Et comme Rosic haussait les épaules, le sous-chef ajouta :

— Mais on a pris des photographies, au magnésium.

Rosic examina les lieux.

À vingt mètres environ de la sortie du hall couvert de la gare, la voie II était munie d’une aiguille d’où partaient trois voies de garage, numérotées 16, 18 et 20. C’était là, sur la voie 20, que le wagon tragique avait été garé devant un bâtiment long, haut d’un étage à peine, et où se trouvaient les bureaux des messageries à grande vitesse, séparé de la voie par un trottoir de trois mètres de large à peine.

— La nuit, ces bureaux sont fermés ? demanda Rosic.

— Oui, les employés, qui ne sont pas de nuit, partent à sept heures… mais il y a toujours un gardien… et d’ailleurs, on n’y éteint jamais l’électricité en plein…

— Ce qui fait, fit Rosic, que ce n’est sûrement point par là que l’assassin est parti, mais du côté de la voie… Voyons de ce côté.

Lentement, ils firent le tour du wagon : comme ils arrivaient à la hauteur de la portière, Rosic se baissa, puis, se relevant :

— Pourriez-vous me dire si c’est par cette portière ou bien par la porte opposée que vous avez pénétré dans ce wagon ?

Guillenot réfléchit une seconde, puis :

— Le wagon n’a pas été tourné, pour être garé ; donc c’est par l’autre.

— En ce cas, fit Rosic, c’est donc sûrement de ce côté que s’est enfui l’assassin ! Voyez, il a laissé la marque de ses pas ! D’ailleurs, le doute n’est même pas possible… Si nous nous trouvions en face de pieds avant monté, les pointes seraient tournées vers l’intérieur… Or, les pointes sont vers le dehors…

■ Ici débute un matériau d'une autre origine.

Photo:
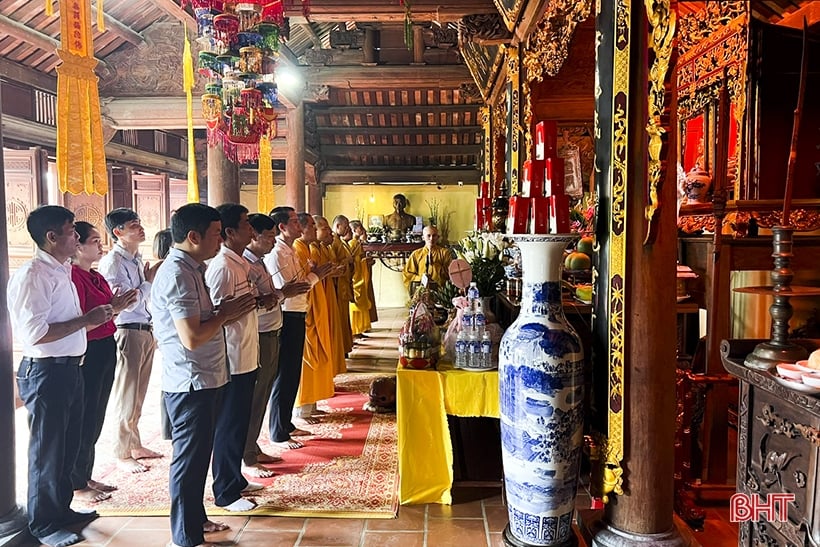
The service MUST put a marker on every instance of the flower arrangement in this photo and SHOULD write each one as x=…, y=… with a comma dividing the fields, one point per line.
x=484, y=252
x=582, y=215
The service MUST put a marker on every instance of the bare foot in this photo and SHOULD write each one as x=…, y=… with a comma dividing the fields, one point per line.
x=211, y=526
x=102, y=487
x=267, y=458
x=290, y=444
x=144, y=453
x=258, y=470
x=132, y=465
x=89, y=495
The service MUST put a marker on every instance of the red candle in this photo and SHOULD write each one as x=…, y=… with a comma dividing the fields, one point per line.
x=482, y=213
x=533, y=178
x=546, y=139
x=539, y=215
x=559, y=214
x=519, y=215
x=555, y=177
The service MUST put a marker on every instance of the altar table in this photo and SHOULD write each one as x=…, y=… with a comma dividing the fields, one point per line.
x=424, y=398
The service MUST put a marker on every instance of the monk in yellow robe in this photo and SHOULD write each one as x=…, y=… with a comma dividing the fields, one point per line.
x=344, y=283
x=316, y=381
x=324, y=236
x=360, y=307
x=431, y=261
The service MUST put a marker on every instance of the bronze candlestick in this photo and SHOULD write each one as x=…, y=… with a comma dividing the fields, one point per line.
x=779, y=350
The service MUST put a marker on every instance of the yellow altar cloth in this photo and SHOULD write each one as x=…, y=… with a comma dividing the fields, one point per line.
x=424, y=398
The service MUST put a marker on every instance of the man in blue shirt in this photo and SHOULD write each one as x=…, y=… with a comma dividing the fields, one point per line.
x=191, y=341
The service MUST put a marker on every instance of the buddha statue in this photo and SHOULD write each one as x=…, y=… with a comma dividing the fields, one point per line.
x=398, y=222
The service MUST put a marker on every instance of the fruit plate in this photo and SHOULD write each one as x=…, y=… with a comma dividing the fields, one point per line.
x=797, y=386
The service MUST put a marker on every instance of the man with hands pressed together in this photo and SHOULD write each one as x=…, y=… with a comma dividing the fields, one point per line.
x=191, y=340
x=49, y=325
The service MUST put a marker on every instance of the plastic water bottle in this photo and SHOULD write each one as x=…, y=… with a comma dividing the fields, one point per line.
x=473, y=351
x=472, y=291
x=467, y=321
x=479, y=319
x=461, y=349
x=486, y=351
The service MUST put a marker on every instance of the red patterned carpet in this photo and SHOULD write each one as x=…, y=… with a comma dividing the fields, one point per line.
x=347, y=468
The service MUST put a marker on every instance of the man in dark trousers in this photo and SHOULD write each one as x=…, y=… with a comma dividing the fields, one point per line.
x=49, y=325
x=191, y=340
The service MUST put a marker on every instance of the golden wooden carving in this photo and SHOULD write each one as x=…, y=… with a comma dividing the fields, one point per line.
x=515, y=131
x=662, y=31
x=548, y=45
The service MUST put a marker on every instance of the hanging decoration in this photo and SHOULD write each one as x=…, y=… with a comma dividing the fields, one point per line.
x=241, y=44
x=80, y=148
x=188, y=83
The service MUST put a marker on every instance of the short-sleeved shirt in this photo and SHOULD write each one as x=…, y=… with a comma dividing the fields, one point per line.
x=179, y=291
x=41, y=293
x=269, y=320
x=228, y=275
x=124, y=271
x=93, y=291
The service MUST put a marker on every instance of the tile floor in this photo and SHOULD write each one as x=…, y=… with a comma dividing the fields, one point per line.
x=476, y=518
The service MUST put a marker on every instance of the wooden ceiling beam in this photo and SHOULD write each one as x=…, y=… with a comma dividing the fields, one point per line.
x=173, y=8
x=26, y=34
x=400, y=149
x=23, y=74
x=412, y=131
x=119, y=29
x=374, y=110
x=379, y=11
x=459, y=175
x=388, y=77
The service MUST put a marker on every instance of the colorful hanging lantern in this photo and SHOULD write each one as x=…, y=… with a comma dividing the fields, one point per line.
x=249, y=13
x=226, y=26
x=269, y=34
x=250, y=60
x=211, y=110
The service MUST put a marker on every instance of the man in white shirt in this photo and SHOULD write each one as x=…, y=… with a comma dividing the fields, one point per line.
x=51, y=328
x=123, y=268
x=227, y=277
x=269, y=327
x=285, y=267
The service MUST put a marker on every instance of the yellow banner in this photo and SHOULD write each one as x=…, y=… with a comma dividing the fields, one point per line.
x=80, y=149
x=188, y=82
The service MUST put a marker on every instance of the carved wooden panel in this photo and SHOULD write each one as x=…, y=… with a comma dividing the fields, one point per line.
x=150, y=195
x=24, y=170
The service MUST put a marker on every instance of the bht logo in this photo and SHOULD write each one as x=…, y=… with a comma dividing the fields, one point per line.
x=746, y=507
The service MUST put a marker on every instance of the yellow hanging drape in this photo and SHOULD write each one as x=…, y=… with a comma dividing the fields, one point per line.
x=80, y=148
x=188, y=83
x=264, y=190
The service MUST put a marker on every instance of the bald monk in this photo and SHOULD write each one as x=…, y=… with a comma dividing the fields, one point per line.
x=324, y=236
x=344, y=283
x=360, y=307
x=316, y=382
x=431, y=260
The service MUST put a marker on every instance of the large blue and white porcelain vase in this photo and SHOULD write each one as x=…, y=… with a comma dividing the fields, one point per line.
x=541, y=386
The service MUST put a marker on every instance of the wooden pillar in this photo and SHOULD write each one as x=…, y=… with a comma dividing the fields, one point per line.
x=418, y=45
x=635, y=291
x=223, y=178
x=295, y=162
x=12, y=517
x=369, y=54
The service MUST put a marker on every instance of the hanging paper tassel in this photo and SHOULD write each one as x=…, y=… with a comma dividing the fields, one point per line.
x=264, y=190
x=188, y=84
x=100, y=16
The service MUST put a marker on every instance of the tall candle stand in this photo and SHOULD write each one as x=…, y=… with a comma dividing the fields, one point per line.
x=779, y=350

En effet, de ce côté du wagon, du sang avait aussi coulé, mais en moins grande quantité que de l’autre ; toutefois et sur la peinture noire des marchepieds, on reconnaissait, très visibles, les traces de deux pieds.

Cependant Rosic songeait.

Enfin, il demanda :

— Pensez-vous qu’un homme, caché dans ce wagon, en pût sortir, du côté de la voie, sans éveiller l’attention de quelqu’un ?

— Nous sommes bien obligés de le supposer ! répondit M. Guillenot.

— Il ne s’agit pas de suppositions, s’impatienta Rosic, mais de faits… Vous admettez, vous, que l’on a achevé de couper la tête de cet homme durant le court laps de temps qui s’est écoulé entre le garage de ce wagon et l’arrivée du Parquet… Je veux bien l’admettre… Mais je demande alors : Comment l’assassin a-t-il pu fuir ?… Voyons, réfléchissez, oubliez ce qui s’est passé, imaginez, ce wagon, déjà suspect, garé en cet endroit vers onze heures… Un homme peut-il en sauter sans être vu… sur les voies, il n’y a jamais personne… C’est un désert ?…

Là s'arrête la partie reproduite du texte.